Pratiques et recommandations

Les entreprises doivent planifier stratégiquement leurs investissements en formation pour optimiser le cofinancement. Il est recommandé de définir un plan de formation annuel cohérent, aligné sur les besoins de l'entreprise et les aspirations professionnelles des salariés. La consultation préalable de la délégation du personnel n'est pas qu'une formalité légale, mais une opportunité d'enrichir le plan de formation par les remontées terrain.

Pour maximiser le taux de cofinancement, les entreprises peuvent prioriser les formations destinées aux salariés de plus de 45 ans ou aux salariés non diplômés avec moins de 10 ans d'ancienneté, qui bénéficient de la majoration de 20%. Cette approche permet de conjuguer développement des compétences et optimisation financière.

La traçabilité rigoureuse est essentielle : toutes les formations doivent être documentées avec précision (dates, durées, lieux, participants, contenus), et les pièces justificatives doivent être conservées de manière organisée.

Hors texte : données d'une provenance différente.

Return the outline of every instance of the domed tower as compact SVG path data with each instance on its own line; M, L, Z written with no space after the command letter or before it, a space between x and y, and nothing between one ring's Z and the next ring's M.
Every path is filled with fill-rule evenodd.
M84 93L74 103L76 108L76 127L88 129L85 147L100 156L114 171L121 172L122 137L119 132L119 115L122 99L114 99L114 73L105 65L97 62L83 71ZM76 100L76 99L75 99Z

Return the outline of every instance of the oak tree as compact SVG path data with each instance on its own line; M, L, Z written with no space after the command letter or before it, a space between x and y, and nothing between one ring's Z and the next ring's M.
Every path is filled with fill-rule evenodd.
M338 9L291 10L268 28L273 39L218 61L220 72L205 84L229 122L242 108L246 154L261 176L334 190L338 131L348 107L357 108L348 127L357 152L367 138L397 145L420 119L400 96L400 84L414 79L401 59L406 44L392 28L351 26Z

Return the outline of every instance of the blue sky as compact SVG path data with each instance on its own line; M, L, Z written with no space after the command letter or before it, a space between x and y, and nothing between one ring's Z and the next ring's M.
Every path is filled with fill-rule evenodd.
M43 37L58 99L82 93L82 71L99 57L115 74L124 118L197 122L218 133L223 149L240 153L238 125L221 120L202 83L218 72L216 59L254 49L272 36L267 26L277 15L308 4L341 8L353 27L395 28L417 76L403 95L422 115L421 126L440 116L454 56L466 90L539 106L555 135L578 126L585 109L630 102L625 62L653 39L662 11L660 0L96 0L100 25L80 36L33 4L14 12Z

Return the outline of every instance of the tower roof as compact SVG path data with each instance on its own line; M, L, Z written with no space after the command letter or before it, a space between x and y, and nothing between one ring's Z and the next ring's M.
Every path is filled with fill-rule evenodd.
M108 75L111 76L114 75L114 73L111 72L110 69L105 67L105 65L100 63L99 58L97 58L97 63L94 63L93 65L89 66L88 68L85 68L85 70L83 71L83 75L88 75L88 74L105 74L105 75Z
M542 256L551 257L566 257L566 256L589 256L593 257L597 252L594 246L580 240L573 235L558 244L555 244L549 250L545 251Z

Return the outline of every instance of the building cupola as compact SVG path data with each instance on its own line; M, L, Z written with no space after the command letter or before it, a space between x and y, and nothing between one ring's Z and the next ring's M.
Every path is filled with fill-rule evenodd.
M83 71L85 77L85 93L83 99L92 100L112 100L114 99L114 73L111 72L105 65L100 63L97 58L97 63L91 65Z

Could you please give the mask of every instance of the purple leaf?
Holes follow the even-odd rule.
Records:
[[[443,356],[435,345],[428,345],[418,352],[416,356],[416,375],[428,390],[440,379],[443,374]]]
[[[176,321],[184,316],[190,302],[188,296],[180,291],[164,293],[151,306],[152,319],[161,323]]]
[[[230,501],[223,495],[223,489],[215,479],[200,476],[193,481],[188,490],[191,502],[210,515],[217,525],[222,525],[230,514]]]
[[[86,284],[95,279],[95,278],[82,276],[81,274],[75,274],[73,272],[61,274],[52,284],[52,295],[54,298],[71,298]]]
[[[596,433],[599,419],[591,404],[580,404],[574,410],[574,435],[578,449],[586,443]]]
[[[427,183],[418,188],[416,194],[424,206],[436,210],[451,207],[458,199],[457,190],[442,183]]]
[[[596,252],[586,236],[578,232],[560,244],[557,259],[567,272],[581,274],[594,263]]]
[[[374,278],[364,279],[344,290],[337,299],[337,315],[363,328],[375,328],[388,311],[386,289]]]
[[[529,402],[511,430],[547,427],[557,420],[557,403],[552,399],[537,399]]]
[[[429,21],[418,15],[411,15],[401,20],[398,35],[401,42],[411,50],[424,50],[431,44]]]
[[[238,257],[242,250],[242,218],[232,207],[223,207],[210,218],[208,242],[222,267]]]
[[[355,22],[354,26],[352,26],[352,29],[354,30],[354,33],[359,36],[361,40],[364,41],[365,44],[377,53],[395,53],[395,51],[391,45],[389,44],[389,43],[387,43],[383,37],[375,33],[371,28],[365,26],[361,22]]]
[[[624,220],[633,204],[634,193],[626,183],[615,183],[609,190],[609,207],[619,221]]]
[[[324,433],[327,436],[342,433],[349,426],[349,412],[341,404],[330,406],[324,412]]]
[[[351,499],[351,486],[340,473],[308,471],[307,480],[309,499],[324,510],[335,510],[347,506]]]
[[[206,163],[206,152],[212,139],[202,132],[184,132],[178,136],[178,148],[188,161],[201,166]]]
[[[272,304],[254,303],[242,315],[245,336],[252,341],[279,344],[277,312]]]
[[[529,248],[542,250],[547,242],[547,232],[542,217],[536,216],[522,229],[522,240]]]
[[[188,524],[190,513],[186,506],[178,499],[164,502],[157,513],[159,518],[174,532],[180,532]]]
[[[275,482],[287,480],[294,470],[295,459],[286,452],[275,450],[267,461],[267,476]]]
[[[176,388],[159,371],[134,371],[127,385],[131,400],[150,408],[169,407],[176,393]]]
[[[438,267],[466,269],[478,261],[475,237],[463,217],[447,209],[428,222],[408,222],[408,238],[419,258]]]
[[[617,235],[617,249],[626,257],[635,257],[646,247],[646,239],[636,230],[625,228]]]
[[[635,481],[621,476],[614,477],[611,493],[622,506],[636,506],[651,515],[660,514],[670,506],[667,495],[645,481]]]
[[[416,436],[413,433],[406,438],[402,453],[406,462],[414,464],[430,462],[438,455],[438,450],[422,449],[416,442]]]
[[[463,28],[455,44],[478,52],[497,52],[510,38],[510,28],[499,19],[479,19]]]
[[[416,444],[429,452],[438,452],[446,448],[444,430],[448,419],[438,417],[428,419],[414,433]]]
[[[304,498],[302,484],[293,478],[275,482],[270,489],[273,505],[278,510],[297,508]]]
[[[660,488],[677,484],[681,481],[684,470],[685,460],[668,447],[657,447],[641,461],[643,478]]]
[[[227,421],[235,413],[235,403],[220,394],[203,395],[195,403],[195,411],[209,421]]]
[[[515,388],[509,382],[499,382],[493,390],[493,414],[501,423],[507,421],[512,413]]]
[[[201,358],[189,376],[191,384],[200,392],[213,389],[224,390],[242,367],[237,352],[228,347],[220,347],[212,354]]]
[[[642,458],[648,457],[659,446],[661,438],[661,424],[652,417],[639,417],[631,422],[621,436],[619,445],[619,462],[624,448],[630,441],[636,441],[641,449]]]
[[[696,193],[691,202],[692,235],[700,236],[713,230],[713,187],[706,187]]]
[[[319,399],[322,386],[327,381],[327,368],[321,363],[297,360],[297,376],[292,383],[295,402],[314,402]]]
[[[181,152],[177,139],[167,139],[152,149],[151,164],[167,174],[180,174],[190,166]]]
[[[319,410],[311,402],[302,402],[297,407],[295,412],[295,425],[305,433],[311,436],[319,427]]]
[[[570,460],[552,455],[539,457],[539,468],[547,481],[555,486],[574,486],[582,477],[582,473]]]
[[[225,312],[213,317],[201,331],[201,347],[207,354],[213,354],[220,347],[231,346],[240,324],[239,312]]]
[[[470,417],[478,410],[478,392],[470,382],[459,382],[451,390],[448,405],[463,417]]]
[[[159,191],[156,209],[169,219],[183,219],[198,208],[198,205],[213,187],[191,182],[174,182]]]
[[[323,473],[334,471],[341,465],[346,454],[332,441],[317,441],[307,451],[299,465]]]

Chaque facture doit être accompagnée d'une preuve de paiement (extrait de virement), car le simple cachet comptable n'est plus accepté depuis la réforme de 2017.

Il est crucial de vérifier l'agrément des organismes de formation auprès des autorités compétentes. Les formations dispensées par des organismes non agréés ne sont généralement pas éligibles, sauf exceptions prévues à l'article L.542-8 (organismes UE agréés dans leur pays d'origine, fournisseurs de matériel, prestataires agréés par le Ministère de la Santé).

Les entreprises doivent anticiper les délais : le formulaire de demande doit être envoyé en un seul exemplaire avec version électronique (CD ou clé USB), et aucune prolongation du délai du 31 mai n'est possible. Toute demande tardive entraîne une irrecevabilité automatique.

Cadre juridique

Référence Objet
Articles L.542-1 à L.542-19 Cadre général de la formation professionnelle continue et du cofinancement
Article L.542-1 Définition et objectifs de la formation professionnelle continue
Article L.542-8 Autorisation d'exercer l'activité de formation et agréments
Article L.542-9 Accès à la formation (convention collective ou plan de formation)
Article L.542-10 Temps de formation (50% minimum pendant heures normales)
Article L.542-11 Demande de cofinancement et données requises
Article L.542-12 et L.542-13 Participation financière de l'État et modalités de calcul
Article L.542-19 Sanctions en cas de fraude ou informations inexactes
Article L.414-3 Information et consultation de la délégation du personnel sur plans de formation
Article L.414-9 Participation à certaines décisions (entreprises ≥150 salariés), notamment programmes de formation
Loi modifiée du 19 décembre 2008 Réforme de la formation professionnelle
Loi du 29 août 2017 Modification du Code du travail - soutien et développement de la formation continue

Note

Le non-respect des conditions d'éligibilité ou la fourniture d'informations inexactes ou incomplètes peut entraîner le refus du cofinancement ou l'obligation de restituer les montants perçus. Les entreprises peuvent être exclues du dispositif pour une durée maximale de 10 ans en cas de tentative de fraude ou de présentation répétée des mêmes pièces justificatives. Un recours en réformation devant le tribunal administratif est possible contre les décisions du ministre dans un délai de 3 mois suivant la notification.